Burkina Faso : pas de nouvelles du frère du roi des Mossis 7 jours après son enlèvement à Ouagadougou

Abdul Aziz Congo, frère du roi des Mossis a été enlevé mercredi 31 mai, dans son quartier de Ouagadougou par des hommes se présentant comme étant des forces de sécurité. Son sort toujours inconnu, soulève des inquiétudes et pourrait raviver des tensions entre le pouvoir et l’autorité traditionnelle du pays.

L’un des frères du Mogho Naaba, le roi des Mossis kidnappé le 30 avril 2025, à Ouagadougou n’a toujours pas donné de ses nouvelles, sept jours après son enlèvement par des hommes se présentant comme étant des forces de sécurité. Un différend entre la junte militaire et le roi Mossi, serait à l’origine de cette arrestation.

De l’inédit, selon plusieurs observateurs. La seule fois où le pouvoir traditionnel a été pris à partie de la sorte remonte à l’époque sankariste, a expliqué Benoît Beucher, enseignant à la Sorbonne et spécialiste de la noblesse Mossis au Burkina Faso, auteur de l’ouvrage «Manger le pouvoir au Burkina Faso».

«Il faut se rappeler que Sankara, c’est une référence pour Traoré (le chef de junte au Burkina Faso), au moins sur le plan de la communication. Et la politique qu’on appelait à l’époque anti-féodale qui s’était traduite par des mesures vraiment vexatoires à l’égard du Mogho Naaba, s’est largement retournée contre lui-même. Et Sankara, qui était d’origine peule et Mossi, avait été accusé par une partie des Mossis, proches de la cour, d’ailleurs, d’être un étranger».
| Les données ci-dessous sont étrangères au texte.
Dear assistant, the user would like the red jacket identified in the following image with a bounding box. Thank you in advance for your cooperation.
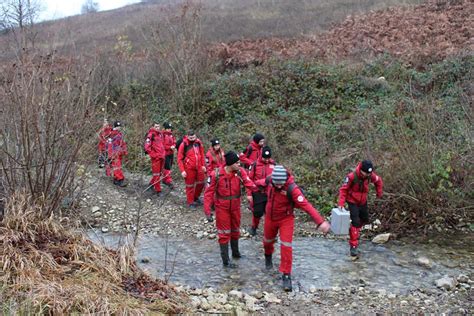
[206,147,225,175]
[247,157,275,195]
[162,131,176,155]
[255,174,324,225]
[145,128,165,159]
[98,124,112,151]
[178,136,204,172]
[239,140,262,166]
[106,129,128,158]
[204,167,258,216]
[338,163,383,207]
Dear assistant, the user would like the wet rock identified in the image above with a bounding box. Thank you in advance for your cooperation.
[456,274,469,283]
[91,206,100,213]
[416,257,433,269]
[250,291,263,299]
[372,233,390,244]
[229,290,244,300]
[244,295,257,311]
[263,292,281,304]
[435,276,457,290]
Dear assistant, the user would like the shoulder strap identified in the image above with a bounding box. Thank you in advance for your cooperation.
[245,145,253,158]
[286,182,297,202]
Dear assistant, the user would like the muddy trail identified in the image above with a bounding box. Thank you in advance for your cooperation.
[81,170,474,314]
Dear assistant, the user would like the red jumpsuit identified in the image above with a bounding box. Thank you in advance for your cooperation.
[255,175,324,274]
[338,163,383,247]
[206,146,225,176]
[247,157,275,228]
[97,124,112,167]
[239,140,262,166]
[105,129,128,181]
[204,167,258,244]
[178,136,204,205]
[162,131,176,184]
[145,128,165,192]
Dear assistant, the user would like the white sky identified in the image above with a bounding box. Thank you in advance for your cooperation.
[39,0,140,21]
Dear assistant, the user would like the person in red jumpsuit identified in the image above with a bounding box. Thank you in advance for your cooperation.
[255,165,331,291]
[204,151,258,268]
[144,122,165,196]
[178,131,206,209]
[206,138,225,176]
[247,146,275,236]
[106,121,128,187]
[97,119,112,168]
[239,133,265,169]
[162,122,176,189]
[338,160,383,257]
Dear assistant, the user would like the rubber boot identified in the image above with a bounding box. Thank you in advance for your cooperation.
[230,239,242,259]
[265,255,273,270]
[282,273,293,292]
[249,227,257,236]
[351,247,359,257]
[219,243,236,268]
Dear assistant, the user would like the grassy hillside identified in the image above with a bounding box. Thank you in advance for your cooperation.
[0,0,421,60]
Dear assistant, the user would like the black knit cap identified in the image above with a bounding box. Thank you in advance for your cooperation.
[253,133,265,144]
[360,160,374,173]
[211,138,221,146]
[262,146,272,158]
[224,151,239,166]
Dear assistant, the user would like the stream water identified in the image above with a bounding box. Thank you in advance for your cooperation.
[89,232,474,293]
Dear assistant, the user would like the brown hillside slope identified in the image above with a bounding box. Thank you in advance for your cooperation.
[211,0,474,67]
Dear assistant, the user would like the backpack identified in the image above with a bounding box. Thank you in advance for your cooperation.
[214,168,243,200]
[143,133,155,155]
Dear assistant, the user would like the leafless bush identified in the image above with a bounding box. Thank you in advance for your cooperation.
[143,1,208,117]
[0,54,97,216]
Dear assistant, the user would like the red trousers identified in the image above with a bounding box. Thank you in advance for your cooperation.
[109,156,125,180]
[216,199,240,244]
[184,169,204,204]
[150,159,165,192]
[263,215,295,274]
[162,154,174,184]
[349,225,361,247]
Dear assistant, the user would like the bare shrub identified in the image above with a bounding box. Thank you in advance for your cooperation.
[0,54,97,216]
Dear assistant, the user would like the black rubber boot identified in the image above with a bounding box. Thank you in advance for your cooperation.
[249,227,257,236]
[265,255,273,270]
[282,274,293,292]
[230,239,242,259]
[219,244,236,268]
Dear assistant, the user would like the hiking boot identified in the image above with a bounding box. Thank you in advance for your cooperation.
[351,247,359,257]
[163,183,174,190]
[219,243,237,268]
[230,239,242,259]
[282,273,293,292]
[265,255,273,270]
[249,227,257,236]
[114,179,127,188]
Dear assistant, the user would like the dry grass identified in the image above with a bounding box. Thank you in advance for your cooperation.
[0,0,423,60]
[0,194,188,315]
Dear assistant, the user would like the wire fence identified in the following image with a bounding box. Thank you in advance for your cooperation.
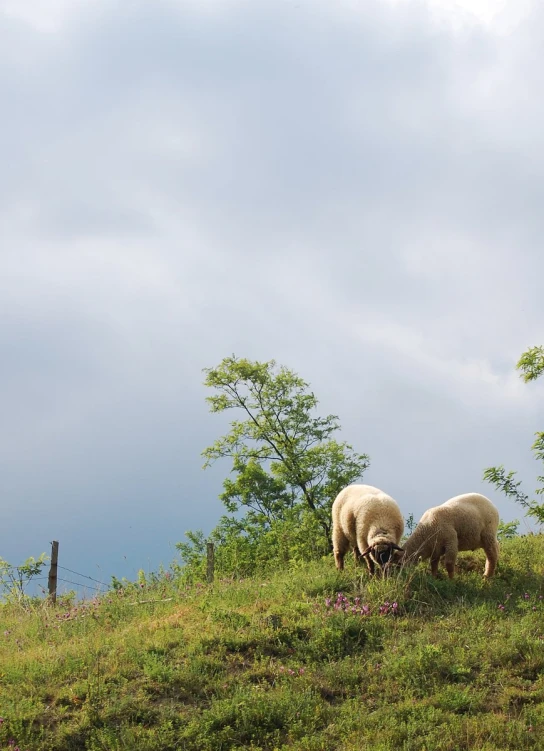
[0,543,108,595]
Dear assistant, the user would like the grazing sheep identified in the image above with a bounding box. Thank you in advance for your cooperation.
[396,493,499,579]
[332,485,404,574]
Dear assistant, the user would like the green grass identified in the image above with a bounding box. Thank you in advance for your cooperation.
[0,535,544,751]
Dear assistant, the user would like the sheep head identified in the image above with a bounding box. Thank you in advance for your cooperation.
[361,540,404,568]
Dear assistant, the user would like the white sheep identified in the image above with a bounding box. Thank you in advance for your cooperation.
[332,485,404,574]
[396,493,499,579]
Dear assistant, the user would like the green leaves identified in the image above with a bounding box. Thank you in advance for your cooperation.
[516,347,544,383]
[203,355,369,556]
[484,347,544,524]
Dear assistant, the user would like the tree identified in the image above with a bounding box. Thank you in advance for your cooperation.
[203,355,369,549]
[484,347,544,524]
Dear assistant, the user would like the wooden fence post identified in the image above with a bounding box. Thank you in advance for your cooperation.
[47,540,59,605]
[206,542,215,584]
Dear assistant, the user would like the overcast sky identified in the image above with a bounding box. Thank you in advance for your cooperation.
[0,0,544,581]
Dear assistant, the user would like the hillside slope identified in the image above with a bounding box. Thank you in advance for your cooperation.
[0,535,544,751]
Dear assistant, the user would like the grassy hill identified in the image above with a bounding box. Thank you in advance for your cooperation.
[0,535,544,751]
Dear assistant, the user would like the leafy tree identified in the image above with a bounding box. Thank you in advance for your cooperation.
[0,553,49,605]
[516,347,544,383]
[177,356,369,570]
[484,347,544,524]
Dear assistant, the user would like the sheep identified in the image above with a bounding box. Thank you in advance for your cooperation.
[395,493,499,579]
[332,485,404,575]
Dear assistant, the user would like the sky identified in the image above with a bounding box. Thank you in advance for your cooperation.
[0,0,544,582]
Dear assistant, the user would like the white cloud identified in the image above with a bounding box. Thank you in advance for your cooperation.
[0,0,544,576]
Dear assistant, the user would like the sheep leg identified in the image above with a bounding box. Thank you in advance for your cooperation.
[332,530,349,571]
[482,537,499,579]
[444,544,457,579]
[365,555,375,576]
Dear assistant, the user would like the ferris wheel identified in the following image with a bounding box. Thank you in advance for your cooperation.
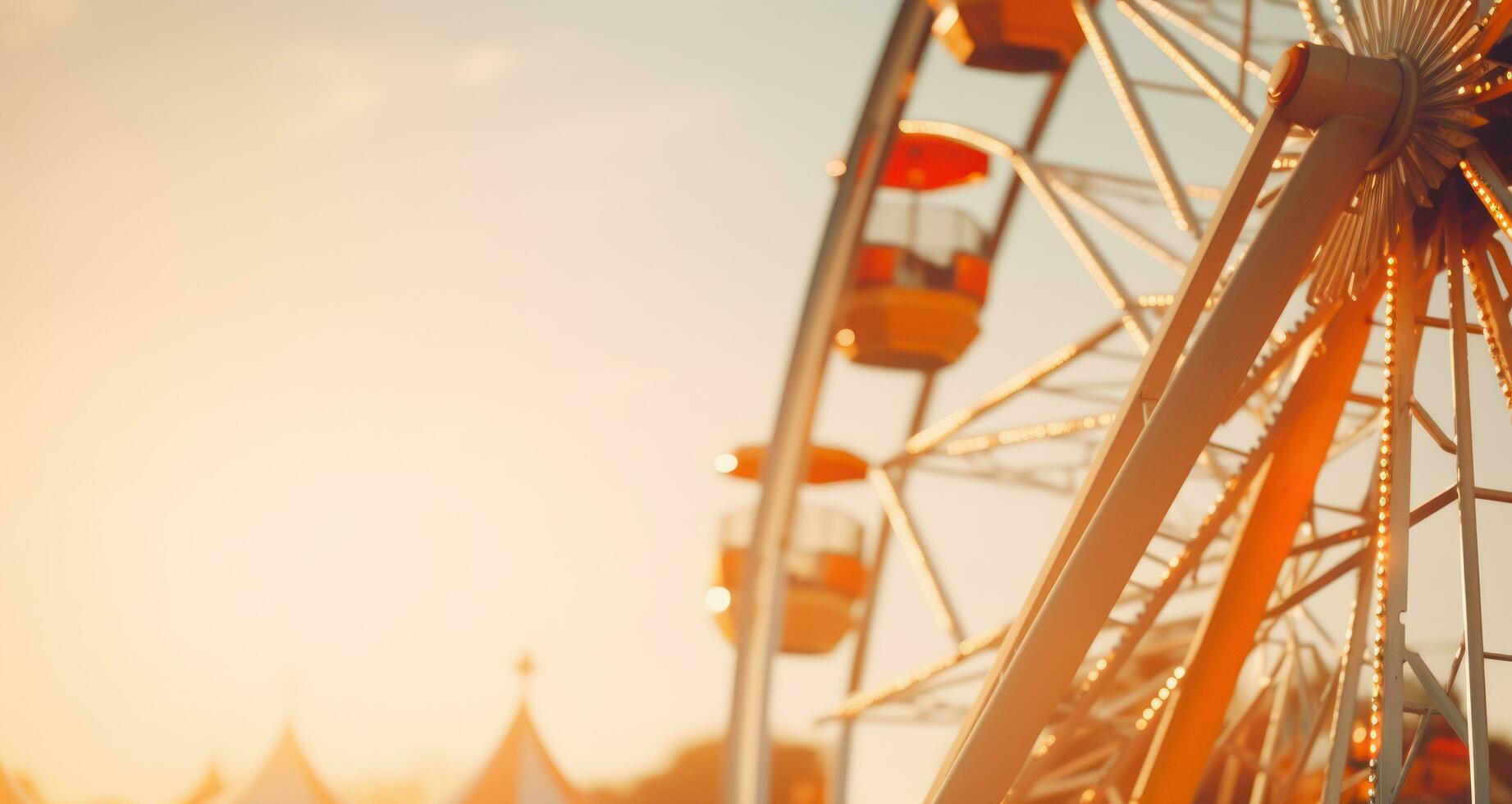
[708,0,1512,804]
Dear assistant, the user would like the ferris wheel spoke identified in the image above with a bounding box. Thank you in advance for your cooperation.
[1264,550,1370,619]
[904,317,1123,455]
[1401,635,1465,777]
[868,468,966,642]
[929,107,1288,801]
[1401,650,1469,743]
[1465,237,1512,409]
[898,118,1155,345]
[1135,0,1270,81]
[1071,0,1198,235]
[830,626,1008,721]
[943,413,1112,455]
[1007,465,1272,801]
[1044,169,1187,275]
[1117,0,1255,135]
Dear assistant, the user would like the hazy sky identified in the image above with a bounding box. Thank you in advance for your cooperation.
[0,0,1512,801]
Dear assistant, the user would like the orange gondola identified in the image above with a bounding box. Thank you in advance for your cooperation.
[834,133,989,370]
[930,0,1087,72]
[705,447,868,655]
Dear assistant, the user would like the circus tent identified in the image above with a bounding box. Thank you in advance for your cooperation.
[230,725,337,804]
[0,766,32,804]
[457,659,583,804]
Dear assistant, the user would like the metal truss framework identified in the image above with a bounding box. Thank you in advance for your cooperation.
[726,0,1512,802]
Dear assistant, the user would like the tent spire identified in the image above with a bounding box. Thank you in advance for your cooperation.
[514,651,535,703]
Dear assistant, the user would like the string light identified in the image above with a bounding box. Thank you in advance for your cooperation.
[1459,158,1512,237]
[1367,255,1400,802]
[904,336,1085,455]
[1460,257,1512,409]
[1072,0,1191,231]
[1119,0,1252,135]
[945,413,1114,455]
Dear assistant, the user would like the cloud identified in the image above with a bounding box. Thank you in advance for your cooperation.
[452,47,509,86]
[0,0,79,45]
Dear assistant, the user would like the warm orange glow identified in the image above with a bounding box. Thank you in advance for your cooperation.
[703,587,730,614]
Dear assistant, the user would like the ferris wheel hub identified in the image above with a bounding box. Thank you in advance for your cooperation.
[1267,43,1414,142]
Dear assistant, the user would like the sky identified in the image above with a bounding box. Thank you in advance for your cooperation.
[0,0,1512,802]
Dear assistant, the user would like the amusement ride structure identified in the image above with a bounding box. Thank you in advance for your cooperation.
[709,0,1512,804]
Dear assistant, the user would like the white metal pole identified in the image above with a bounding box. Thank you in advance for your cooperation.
[724,0,933,804]
[1444,235,1491,804]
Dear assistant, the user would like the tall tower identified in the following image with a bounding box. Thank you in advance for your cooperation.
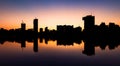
[82,15,95,30]
[21,21,26,31]
[33,18,38,33]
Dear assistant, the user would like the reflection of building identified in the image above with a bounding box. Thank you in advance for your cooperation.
[33,38,38,52]
[21,40,26,48]
[82,41,95,56]
[21,22,26,31]
[82,15,95,30]
[33,19,38,32]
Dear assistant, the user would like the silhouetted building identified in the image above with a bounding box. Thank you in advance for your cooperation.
[33,37,38,52]
[57,25,73,33]
[82,15,95,30]
[33,18,38,33]
[45,27,49,32]
[21,22,26,31]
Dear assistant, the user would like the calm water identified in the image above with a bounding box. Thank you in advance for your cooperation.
[0,40,120,66]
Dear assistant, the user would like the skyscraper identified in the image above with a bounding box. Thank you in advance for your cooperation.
[82,15,95,30]
[21,21,26,31]
[33,18,38,33]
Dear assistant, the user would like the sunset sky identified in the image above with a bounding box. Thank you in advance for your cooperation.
[0,0,120,29]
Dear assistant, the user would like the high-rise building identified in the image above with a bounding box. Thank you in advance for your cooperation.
[82,15,95,30]
[21,22,26,31]
[33,18,38,32]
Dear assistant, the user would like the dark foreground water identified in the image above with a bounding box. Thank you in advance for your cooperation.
[0,40,120,66]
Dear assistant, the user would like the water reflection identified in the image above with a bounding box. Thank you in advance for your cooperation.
[0,37,120,56]
[0,37,120,66]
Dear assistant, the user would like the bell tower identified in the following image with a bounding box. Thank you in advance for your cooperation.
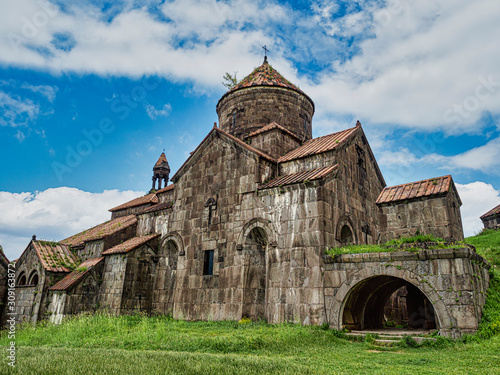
[149,152,170,193]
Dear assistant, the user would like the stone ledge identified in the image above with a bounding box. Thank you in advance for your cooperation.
[324,247,491,269]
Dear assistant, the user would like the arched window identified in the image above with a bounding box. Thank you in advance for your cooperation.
[17,272,26,286]
[28,271,38,286]
[340,225,354,246]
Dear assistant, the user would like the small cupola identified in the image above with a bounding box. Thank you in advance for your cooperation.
[150,152,170,193]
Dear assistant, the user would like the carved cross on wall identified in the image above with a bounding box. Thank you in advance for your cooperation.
[205,198,217,225]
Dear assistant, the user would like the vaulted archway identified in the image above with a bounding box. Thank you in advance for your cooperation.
[341,275,438,330]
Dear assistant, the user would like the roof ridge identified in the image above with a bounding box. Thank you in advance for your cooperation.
[278,126,362,163]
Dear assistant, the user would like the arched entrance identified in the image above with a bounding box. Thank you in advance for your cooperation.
[241,227,269,320]
[341,275,437,330]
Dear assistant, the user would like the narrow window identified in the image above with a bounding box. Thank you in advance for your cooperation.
[203,250,214,275]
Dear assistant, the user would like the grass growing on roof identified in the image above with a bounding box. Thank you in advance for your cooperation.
[326,234,464,256]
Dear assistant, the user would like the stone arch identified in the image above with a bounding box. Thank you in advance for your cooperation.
[160,232,185,255]
[236,218,278,247]
[238,218,276,319]
[335,216,358,245]
[28,270,39,286]
[16,271,28,286]
[329,267,455,330]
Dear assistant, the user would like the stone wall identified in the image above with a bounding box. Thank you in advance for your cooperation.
[217,86,314,140]
[99,254,127,315]
[482,215,500,229]
[137,208,172,236]
[324,248,489,337]
[47,262,104,324]
[121,245,156,314]
[381,193,464,242]
[245,129,301,160]
[111,203,154,220]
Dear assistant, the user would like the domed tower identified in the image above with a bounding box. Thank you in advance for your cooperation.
[217,57,314,141]
[149,152,170,193]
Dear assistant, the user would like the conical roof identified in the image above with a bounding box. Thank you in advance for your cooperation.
[154,152,168,167]
[228,58,304,94]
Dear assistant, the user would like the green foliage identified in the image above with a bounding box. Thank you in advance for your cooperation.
[326,234,458,256]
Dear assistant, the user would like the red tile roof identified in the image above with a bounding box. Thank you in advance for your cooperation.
[245,121,301,141]
[31,240,77,272]
[0,248,10,266]
[480,204,500,219]
[172,126,276,181]
[140,202,174,215]
[50,257,104,290]
[109,193,158,212]
[61,215,137,250]
[278,125,361,163]
[102,233,160,255]
[376,175,453,204]
[155,184,175,194]
[259,164,338,189]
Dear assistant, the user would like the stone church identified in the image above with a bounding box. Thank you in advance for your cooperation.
[8,58,489,336]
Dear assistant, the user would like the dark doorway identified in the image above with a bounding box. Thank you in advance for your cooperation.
[241,227,268,320]
[342,275,437,330]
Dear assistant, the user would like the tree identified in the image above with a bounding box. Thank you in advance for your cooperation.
[222,72,238,89]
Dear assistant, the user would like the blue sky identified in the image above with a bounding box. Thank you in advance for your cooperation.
[0,0,500,259]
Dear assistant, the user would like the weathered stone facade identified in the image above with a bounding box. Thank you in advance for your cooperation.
[9,58,488,336]
[481,204,500,229]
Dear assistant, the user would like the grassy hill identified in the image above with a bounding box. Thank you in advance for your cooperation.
[0,231,500,375]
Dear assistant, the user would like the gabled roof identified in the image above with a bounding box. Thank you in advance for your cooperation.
[0,247,10,266]
[278,123,361,163]
[172,126,276,182]
[245,121,302,141]
[102,233,160,255]
[28,240,77,272]
[480,204,500,219]
[61,215,137,246]
[259,164,338,190]
[376,175,462,204]
[139,202,174,215]
[155,184,175,194]
[50,257,104,290]
[108,193,158,212]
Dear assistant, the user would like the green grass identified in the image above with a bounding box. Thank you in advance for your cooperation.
[0,231,500,375]
[326,234,464,256]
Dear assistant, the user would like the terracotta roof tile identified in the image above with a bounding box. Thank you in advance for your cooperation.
[480,204,500,219]
[155,184,175,194]
[278,125,361,163]
[140,202,174,215]
[50,257,104,290]
[172,126,276,181]
[259,164,338,189]
[109,193,158,212]
[102,233,160,255]
[376,175,453,204]
[61,215,137,246]
[31,240,77,272]
[0,248,10,266]
[245,121,301,141]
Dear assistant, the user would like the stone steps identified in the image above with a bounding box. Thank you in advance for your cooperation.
[346,330,436,347]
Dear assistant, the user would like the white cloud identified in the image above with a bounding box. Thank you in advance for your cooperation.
[144,103,172,120]
[0,187,144,259]
[456,181,500,237]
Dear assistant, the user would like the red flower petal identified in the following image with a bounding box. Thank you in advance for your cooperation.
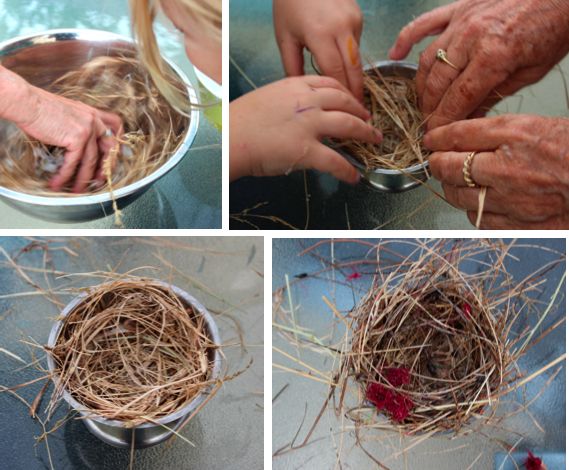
[366,383,415,422]
[366,383,393,410]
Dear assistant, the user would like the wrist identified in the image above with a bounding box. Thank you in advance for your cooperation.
[229,98,252,182]
[0,66,37,127]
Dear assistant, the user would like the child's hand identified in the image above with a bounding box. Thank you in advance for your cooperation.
[273,0,363,101]
[230,75,382,184]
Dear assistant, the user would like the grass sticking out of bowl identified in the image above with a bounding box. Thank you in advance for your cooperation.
[0,57,189,196]
[338,68,429,170]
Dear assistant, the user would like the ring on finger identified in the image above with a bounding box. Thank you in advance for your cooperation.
[437,49,460,70]
[462,152,478,188]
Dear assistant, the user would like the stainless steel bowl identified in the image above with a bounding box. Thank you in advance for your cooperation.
[340,60,430,193]
[47,280,221,449]
[0,29,199,222]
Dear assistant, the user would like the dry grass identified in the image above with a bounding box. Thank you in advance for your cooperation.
[0,57,188,196]
[273,239,565,468]
[48,279,218,427]
[339,69,429,170]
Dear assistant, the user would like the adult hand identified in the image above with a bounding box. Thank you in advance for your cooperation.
[0,66,122,193]
[230,75,382,183]
[21,87,122,193]
[273,0,363,101]
[390,0,569,129]
[425,115,569,229]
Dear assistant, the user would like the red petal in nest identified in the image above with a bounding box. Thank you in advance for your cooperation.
[366,383,415,422]
[526,450,543,470]
[366,383,393,410]
[346,271,362,281]
[383,367,411,387]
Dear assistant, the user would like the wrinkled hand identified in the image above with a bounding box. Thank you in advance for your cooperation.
[273,0,363,101]
[230,75,382,183]
[425,115,569,229]
[390,0,569,129]
[15,86,122,193]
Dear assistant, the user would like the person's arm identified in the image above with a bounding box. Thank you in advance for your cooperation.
[425,114,569,230]
[229,75,382,184]
[0,65,33,126]
[0,65,122,193]
[273,0,363,101]
[390,0,569,129]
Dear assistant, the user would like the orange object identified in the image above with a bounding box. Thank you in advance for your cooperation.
[348,36,359,65]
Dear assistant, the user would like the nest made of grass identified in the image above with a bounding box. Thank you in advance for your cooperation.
[48,279,218,426]
[337,242,531,434]
[338,68,429,170]
[0,57,189,196]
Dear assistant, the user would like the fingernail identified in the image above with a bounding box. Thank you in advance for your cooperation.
[423,132,433,149]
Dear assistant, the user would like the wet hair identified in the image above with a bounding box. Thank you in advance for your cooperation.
[129,0,222,114]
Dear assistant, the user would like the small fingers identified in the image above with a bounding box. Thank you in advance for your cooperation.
[338,36,364,102]
[306,144,360,184]
[279,39,304,77]
[316,88,370,121]
[302,75,350,94]
[389,4,456,60]
[309,39,350,89]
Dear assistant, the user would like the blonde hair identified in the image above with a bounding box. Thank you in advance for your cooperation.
[130,0,222,114]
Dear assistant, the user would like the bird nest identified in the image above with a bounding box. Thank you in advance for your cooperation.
[0,57,189,196]
[336,242,560,435]
[338,68,429,170]
[46,279,215,427]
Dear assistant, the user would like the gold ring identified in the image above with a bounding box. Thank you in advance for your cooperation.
[462,152,478,188]
[437,49,460,71]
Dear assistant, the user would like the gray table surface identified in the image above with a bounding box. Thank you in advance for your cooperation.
[272,239,566,470]
[0,0,221,229]
[229,0,569,229]
[0,237,263,470]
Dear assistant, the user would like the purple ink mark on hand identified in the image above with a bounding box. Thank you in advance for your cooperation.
[296,106,316,114]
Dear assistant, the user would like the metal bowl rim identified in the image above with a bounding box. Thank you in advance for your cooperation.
[47,279,221,429]
[0,28,200,207]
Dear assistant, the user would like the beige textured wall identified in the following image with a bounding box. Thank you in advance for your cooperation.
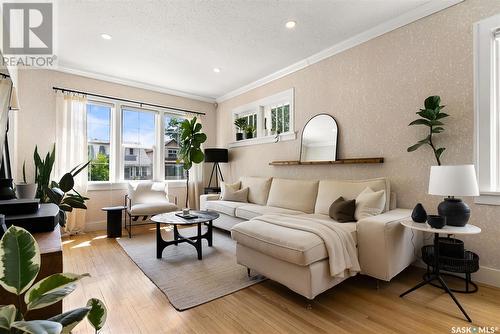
[217,0,500,269]
[13,70,215,225]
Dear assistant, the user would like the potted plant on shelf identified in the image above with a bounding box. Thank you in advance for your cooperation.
[177,117,207,208]
[407,96,449,166]
[0,226,107,334]
[245,125,255,139]
[234,118,247,140]
[16,161,37,199]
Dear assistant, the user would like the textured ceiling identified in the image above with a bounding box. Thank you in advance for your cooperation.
[56,0,439,98]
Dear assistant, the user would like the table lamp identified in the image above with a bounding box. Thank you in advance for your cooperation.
[429,165,479,226]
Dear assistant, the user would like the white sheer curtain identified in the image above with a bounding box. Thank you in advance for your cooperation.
[55,92,88,234]
[187,116,204,210]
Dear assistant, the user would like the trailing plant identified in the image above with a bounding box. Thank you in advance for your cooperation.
[177,117,207,208]
[245,125,255,135]
[44,161,90,226]
[407,96,450,165]
[234,118,247,132]
[0,226,107,334]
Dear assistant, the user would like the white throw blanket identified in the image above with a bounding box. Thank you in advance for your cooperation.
[252,214,360,277]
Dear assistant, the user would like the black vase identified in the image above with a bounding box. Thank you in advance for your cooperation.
[438,198,470,226]
[411,203,427,223]
[0,179,16,200]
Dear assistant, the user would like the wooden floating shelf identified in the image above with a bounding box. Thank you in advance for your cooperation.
[269,158,384,166]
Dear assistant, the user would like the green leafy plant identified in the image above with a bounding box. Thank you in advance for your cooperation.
[234,118,247,132]
[177,117,207,208]
[245,125,255,137]
[407,96,450,165]
[31,145,90,226]
[0,226,107,334]
[44,161,90,226]
[33,145,56,203]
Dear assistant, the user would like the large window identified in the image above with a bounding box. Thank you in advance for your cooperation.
[164,114,186,180]
[122,108,155,180]
[87,102,111,181]
[87,99,190,184]
[229,89,295,147]
[474,15,500,205]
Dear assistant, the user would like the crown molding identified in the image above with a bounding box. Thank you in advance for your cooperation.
[53,66,215,103]
[215,0,464,103]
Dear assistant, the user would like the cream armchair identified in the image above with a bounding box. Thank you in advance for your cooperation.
[125,181,179,238]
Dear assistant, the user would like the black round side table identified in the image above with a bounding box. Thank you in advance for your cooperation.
[102,205,127,238]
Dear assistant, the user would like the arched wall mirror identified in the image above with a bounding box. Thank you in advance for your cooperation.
[300,114,339,161]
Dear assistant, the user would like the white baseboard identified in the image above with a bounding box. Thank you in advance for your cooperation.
[413,260,500,288]
[472,266,500,288]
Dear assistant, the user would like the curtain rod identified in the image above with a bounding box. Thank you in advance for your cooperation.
[52,87,206,115]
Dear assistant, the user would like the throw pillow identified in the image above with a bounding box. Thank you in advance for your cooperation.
[329,197,356,223]
[222,186,248,203]
[220,181,241,199]
[354,187,386,220]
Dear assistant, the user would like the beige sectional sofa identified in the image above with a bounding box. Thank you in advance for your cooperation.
[200,177,420,299]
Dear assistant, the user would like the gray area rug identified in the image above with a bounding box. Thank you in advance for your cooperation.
[117,225,265,311]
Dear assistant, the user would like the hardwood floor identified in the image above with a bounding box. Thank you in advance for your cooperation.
[64,227,500,334]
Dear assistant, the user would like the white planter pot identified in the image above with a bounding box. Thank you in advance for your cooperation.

Pour l’universitaire, «c’est un vrai risque que court le chef de l’État actuel du Burkina, c’est de cristalliser finalement une contestation autour de l’appartenance à un ensemble Mossis». Cette arrestation d’un frère du roi, est le ferment de tiraillement au sein d’une société burkinabè déjà passablement troublée, insiste le chercheur.

L’interpellation du demi-frère du Mogho Naaba, a eu lieu alors qu’il faisait ses courses dans son quartier. Selon plusieurs témoins, qui se sont confiés aux médias locaux, l’intervention s’est déroulée sans violence apparente mais dans une atmosphère tendue. Aucune déclaration officielle n’a été faite à ce stade par les autorités, et les raisons de cette arrestation demeurent floues.

Dans une interview accordée par Abdul Aziz Congo au site d’information «Faso.net» en septembre 2024, il appelait les autorités religieuses et coutumières à faire respecter les engagements pris lors de la transition politique entre le lieutenant-colonel Paul Henri Damiba et l’actuel chef de l’État, le capitaine Ibrahim Traoré, en octobre 2022.

À l’époque, les autorités traditionnelles, dont le Mogho Naaba, s’étaient posées en médiatrices pour éviter un affrontement entre les deux factions militaires.Traoré s’était alors engagé à promouvoir la réconciliation nationale, le respect des engagements pris par la Communauté économique des États d’Afrique de l’Ouest(Cédéao), ainsi que la cohésion au sein des forces armées. Des questions qui selon plusieurs analystes, sont devenues particulièrement sensibles et sources de crispation au sommet de l’État burkinabè.

Selon des sources proches de la chefferie coutumière, le capitaine Ibrahim Traoré aurait récemment sollicité le Mogho Naaba pour une médiation urgente face aux tensions internes dans l’armée. Une demande que le roi des Mossis aurait poliment déclinée. Moins de 24 heures plus tard, son demi-frère était arrêté.

Tous les pouvoirs se sont « accommodés » jusqu’ici de cette monarchie et ont recherché à s’en faire une alliée pour essayer de calmer les tensions politiques à l’exception de Sankara, souligne Benoît Beucher. D’ailleurs « ça lui a coûté très cher », ajoute-t-il.

L’arrestation du frère du roi par le nouvel homme fort de Ouagadougou constitue en cela une erreur politique, pense M. Beucher. Mais une erreur qui pourrait être réparée. Certaines sources locales indiquent que des tractations auraient lieu entre le Palais du Mogho Naaba et la présidence de la République sur le sort d’Abdul Aziz Congo.